Touché!
Yes, those transit "rights" and the iron ore deliveries ... Nothing to be proud of.
But that same Sweden was responsible for saving the majority of Danish Jews (after they had been valiantly protected by their own population) and its Red Cross (after negotiations with Himmler) saved many concentration camp inmates from murder in the last months of the war, those "white busses" are legendary (and there was no commitment from the Allies - who feared some Nazi trick - that they would not be strafed by roaming USAAF or RAF fighters, the Luftwaffe had by then lost all air space control over Germany).
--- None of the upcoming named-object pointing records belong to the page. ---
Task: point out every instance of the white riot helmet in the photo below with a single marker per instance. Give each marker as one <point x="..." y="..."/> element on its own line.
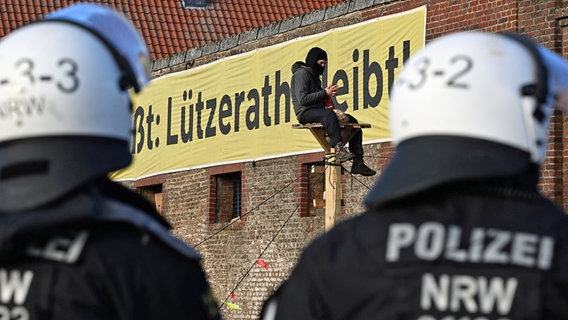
<point x="65" y="108"/>
<point x="470" y="105"/>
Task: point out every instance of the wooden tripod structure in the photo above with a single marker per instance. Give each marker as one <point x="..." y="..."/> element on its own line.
<point x="333" y="186"/>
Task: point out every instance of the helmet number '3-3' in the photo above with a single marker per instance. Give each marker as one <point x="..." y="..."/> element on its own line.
<point x="65" y="112"/>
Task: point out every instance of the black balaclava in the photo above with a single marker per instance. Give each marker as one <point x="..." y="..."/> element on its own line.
<point x="313" y="56"/>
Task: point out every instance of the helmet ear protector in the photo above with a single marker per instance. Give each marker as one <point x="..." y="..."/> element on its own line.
<point x="539" y="89"/>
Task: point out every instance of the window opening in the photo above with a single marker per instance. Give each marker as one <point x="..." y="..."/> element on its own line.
<point x="316" y="189"/>
<point x="228" y="197"/>
<point x="153" y="193"/>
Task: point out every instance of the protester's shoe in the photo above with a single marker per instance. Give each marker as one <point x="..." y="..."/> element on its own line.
<point x="359" y="167"/>
<point x="341" y="154"/>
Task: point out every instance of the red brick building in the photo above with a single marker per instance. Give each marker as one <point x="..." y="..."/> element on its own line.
<point x="277" y="199"/>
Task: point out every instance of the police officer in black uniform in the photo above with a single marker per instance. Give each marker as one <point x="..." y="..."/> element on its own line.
<point x="455" y="228"/>
<point x="73" y="244"/>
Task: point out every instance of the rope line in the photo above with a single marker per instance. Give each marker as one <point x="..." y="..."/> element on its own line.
<point x="246" y="213"/>
<point x="260" y="256"/>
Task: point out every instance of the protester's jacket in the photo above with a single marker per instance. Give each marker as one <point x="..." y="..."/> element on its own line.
<point x="306" y="89"/>
<point x="440" y="256"/>
<point x="93" y="257"/>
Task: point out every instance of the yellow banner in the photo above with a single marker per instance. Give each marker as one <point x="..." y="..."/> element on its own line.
<point x="239" y="108"/>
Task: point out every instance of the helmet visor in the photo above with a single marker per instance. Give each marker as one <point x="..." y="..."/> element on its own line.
<point x="557" y="69"/>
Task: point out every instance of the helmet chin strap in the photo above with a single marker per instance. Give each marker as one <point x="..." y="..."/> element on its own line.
<point x="536" y="129"/>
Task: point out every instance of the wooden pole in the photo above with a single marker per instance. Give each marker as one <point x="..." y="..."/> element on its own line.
<point x="333" y="192"/>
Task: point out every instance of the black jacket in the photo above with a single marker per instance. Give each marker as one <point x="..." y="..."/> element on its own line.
<point x="306" y="89"/>
<point x="92" y="257"/>
<point x="439" y="256"/>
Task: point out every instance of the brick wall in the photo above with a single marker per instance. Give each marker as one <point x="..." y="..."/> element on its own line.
<point x="275" y="226"/>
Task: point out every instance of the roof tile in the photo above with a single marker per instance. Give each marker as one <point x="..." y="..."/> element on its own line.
<point x="181" y="29"/>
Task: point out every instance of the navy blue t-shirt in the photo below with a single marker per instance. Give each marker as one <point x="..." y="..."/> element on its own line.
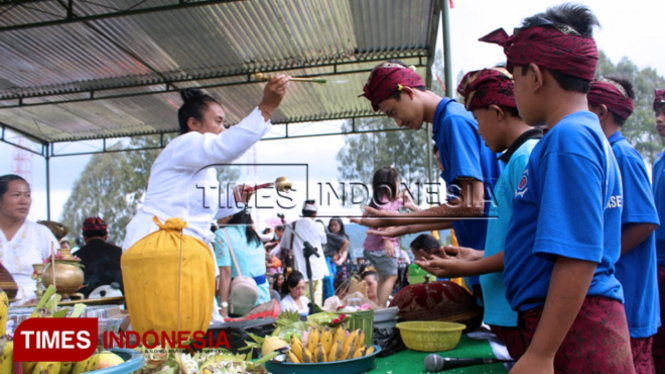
<point x="636" y="270"/>
<point x="463" y="153"/>
<point x="568" y="204"/>
<point x="659" y="197"/>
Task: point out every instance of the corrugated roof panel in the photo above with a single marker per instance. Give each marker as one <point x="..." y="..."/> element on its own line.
<point x="31" y="12"/>
<point x="213" y="44"/>
<point x="56" y="55"/>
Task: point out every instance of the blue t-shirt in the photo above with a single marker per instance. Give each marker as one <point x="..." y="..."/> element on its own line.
<point x="497" y="310"/>
<point x="659" y="198"/>
<point x="568" y="203"/>
<point x="636" y="270"/>
<point x="463" y="153"/>
<point x="250" y="257"/>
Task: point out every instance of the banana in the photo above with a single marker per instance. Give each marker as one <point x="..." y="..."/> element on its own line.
<point x="66" y="367"/>
<point x="91" y="364"/>
<point x="28" y="367"/>
<point x="359" y="352"/>
<point x="360" y="340"/>
<point x="6" y="355"/>
<point x="340" y="334"/>
<point x="307" y="356"/>
<point x="351" y="338"/>
<point x="335" y="351"/>
<point x="320" y="353"/>
<point x="313" y="340"/>
<point x="326" y="339"/>
<point x="4" y="310"/>
<point x="47" y="368"/>
<point x="291" y="357"/>
<point x="296" y="347"/>
<point x="348" y="351"/>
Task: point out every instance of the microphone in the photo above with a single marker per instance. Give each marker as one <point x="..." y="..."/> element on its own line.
<point x="435" y="363"/>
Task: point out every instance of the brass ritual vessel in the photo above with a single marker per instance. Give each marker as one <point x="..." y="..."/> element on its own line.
<point x="68" y="274"/>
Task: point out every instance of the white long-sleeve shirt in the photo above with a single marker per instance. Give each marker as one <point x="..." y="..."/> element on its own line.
<point x="183" y="180"/>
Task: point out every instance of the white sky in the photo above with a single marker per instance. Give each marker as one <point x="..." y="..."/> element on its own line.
<point x="632" y="29"/>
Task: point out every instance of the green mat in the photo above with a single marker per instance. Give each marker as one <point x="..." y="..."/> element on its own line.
<point x="413" y="362"/>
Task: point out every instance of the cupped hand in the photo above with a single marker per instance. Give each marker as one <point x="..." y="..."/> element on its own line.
<point x="274" y="92"/>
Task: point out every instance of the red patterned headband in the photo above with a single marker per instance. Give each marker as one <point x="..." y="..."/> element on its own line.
<point x="388" y="78"/>
<point x="613" y="95"/>
<point x="659" y="99"/>
<point x="552" y="46"/>
<point x="486" y="87"/>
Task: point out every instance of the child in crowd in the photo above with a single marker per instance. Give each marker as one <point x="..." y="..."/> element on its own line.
<point x="562" y="241"/>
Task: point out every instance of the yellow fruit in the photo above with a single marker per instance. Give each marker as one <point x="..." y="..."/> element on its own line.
<point x="6" y="355"/>
<point x="291" y="357"/>
<point x="28" y="367"/>
<point x="313" y="340"/>
<point x="320" y="353"/>
<point x="47" y="368"/>
<point x="66" y="367"/>
<point x="296" y="347"/>
<point x="335" y="351"/>
<point x="154" y="281"/>
<point x="340" y="334"/>
<point x="271" y="344"/>
<point x="107" y="359"/>
<point x="360" y="339"/>
<point x="90" y="364"/>
<point x="351" y="338"/>
<point x="307" y="356"/>
<point x="4" y="310"/>
<point x="326" y="339"/>
<point x="347" y="351"/>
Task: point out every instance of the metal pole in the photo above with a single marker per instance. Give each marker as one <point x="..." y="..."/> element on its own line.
<point x="48" y="182"/>
<point x="447" y="58"/>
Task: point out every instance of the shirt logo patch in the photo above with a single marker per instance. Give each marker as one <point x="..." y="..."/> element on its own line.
<point x="522" y="186"/>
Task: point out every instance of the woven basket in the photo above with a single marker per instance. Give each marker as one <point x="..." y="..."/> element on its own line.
<point x="7" y="283"/>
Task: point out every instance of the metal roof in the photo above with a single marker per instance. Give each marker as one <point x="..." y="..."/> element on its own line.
<point x="87" y="69"/>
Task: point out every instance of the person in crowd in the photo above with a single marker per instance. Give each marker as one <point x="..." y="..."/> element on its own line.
<point x="295" y="299"/>
<point x="182" y="171"/>
<point x="611" y="99"/>
<point x="382" y="251"/>
<point x="22" y="242"/>
<point x="563" y="239"/>
<point x="276" y="287"/>
<point x="335" y="252"/>
<point x="238" y="235"/>
<point x="658" y="173"/>
<point x="307" y="230"/>
<point x="100" y="260"/>
<point x="469" y="168"/>
<point x="488" y="94"/>
<point x="371" y="279"/>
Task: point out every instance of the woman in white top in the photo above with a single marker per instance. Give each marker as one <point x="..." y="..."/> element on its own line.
<point x="183" y="180"/>
<point x="22" y="242"/>
<point x="295" y="301"/>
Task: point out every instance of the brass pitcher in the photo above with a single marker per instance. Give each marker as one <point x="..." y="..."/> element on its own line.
<point x="68" y="275"/>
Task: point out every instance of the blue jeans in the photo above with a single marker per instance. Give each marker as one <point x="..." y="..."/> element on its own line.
<point x="329" y="281"/>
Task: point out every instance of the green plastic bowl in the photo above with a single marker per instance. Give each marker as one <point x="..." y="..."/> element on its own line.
<point x="133" y="362"/>
<point x="430" y="336"/>
<point x="352" y="366"/>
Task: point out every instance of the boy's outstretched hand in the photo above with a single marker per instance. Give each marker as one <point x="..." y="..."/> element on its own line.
<point x="443" y="267"/>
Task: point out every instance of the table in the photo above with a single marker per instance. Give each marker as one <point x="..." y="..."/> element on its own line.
<point x="413" y="362"/>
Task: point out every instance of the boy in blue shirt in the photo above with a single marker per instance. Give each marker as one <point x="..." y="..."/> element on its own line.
<point x="563" y="241"/>
<point x="488" y="94"/>
<point x="470" y="169"/>
<point x="659" y="197"/>
<point x="611" y="99"/>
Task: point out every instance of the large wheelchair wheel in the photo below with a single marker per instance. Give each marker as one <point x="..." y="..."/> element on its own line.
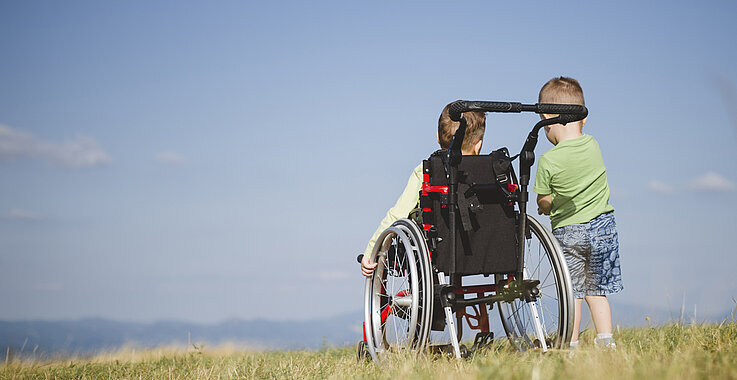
<point x="545" y="321"/>
<point x="398" y="297"/>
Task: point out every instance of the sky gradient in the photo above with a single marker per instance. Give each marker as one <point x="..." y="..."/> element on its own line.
<point x="205" y="161"/>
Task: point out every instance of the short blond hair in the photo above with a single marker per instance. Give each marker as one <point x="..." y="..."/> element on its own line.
<point x="475" y="127"/>
<point x="562" y="90"/>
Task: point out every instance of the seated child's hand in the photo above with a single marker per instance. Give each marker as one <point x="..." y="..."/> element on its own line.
<point x="367" y="267"/>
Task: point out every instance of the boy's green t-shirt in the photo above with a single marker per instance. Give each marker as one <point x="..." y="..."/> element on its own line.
<point x="574" y="173"/>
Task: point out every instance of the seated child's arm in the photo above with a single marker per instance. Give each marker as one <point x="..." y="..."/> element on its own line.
<point x="405" y="204"/>
<point x="544" y="204"/>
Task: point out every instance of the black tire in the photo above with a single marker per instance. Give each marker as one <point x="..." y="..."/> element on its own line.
<point x="544" y="261"/>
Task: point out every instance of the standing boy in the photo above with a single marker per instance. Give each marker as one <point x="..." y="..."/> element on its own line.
<point x="572" y="188"/>
<point x="475" y="127"/>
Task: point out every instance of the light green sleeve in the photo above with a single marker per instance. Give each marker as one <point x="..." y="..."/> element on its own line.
<point x="405" y="204"/>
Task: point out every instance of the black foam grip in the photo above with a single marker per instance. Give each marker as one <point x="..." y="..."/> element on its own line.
<point x="571" y="109"/>
<point x="457" y="108"/>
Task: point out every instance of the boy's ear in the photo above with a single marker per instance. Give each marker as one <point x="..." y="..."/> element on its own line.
<point x="477" y="146"/>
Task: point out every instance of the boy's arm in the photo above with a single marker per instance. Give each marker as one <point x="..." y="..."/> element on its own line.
<point x="544" y="204"/>
<point x="406" y="203"/>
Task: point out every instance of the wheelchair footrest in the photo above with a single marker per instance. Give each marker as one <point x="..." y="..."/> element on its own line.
<point x="447" y="350"/>
<point x="482" y="340"/>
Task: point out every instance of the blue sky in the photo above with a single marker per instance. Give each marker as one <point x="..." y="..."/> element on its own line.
<point x="205" y="161"/>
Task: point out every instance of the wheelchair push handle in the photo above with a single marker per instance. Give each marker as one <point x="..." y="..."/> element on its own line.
<point x="568" y="112"/>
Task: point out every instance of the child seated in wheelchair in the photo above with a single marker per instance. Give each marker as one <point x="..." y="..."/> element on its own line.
<point x="475" y="127"/>
<point x="572" y="188"/>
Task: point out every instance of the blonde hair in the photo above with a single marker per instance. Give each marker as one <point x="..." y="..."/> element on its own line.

Sometimes you have to get real close to evil to do good. Staying neutral isn't always black and white, lots of grey in between. There was a saying in (likewise neutral) Switzerland during the war which I'm sure caught Swedish sentiment as well:
A true Swiss citizen does flourishing business with the German Reich six days a week - and goes to church on Sunday praying fervently the Allies may win the war.But sometimes a little good can still emanate from something awfully bad, without the Wehrmacht occupation of Norway from 1940-45, we would have never had her:
Frida's mother was Norwegian, her dad a Wehrmacht soldier stationed there, people are people,
but after the Third Reich's surrender, Norway, perhaps understandably so, wasn't a good place to stay for a single Norwegian mother with a
Tyskerbarna daughter fathered by a German
Landser. So the two moved to Sweden, stayed there and the rest is (another part of) history.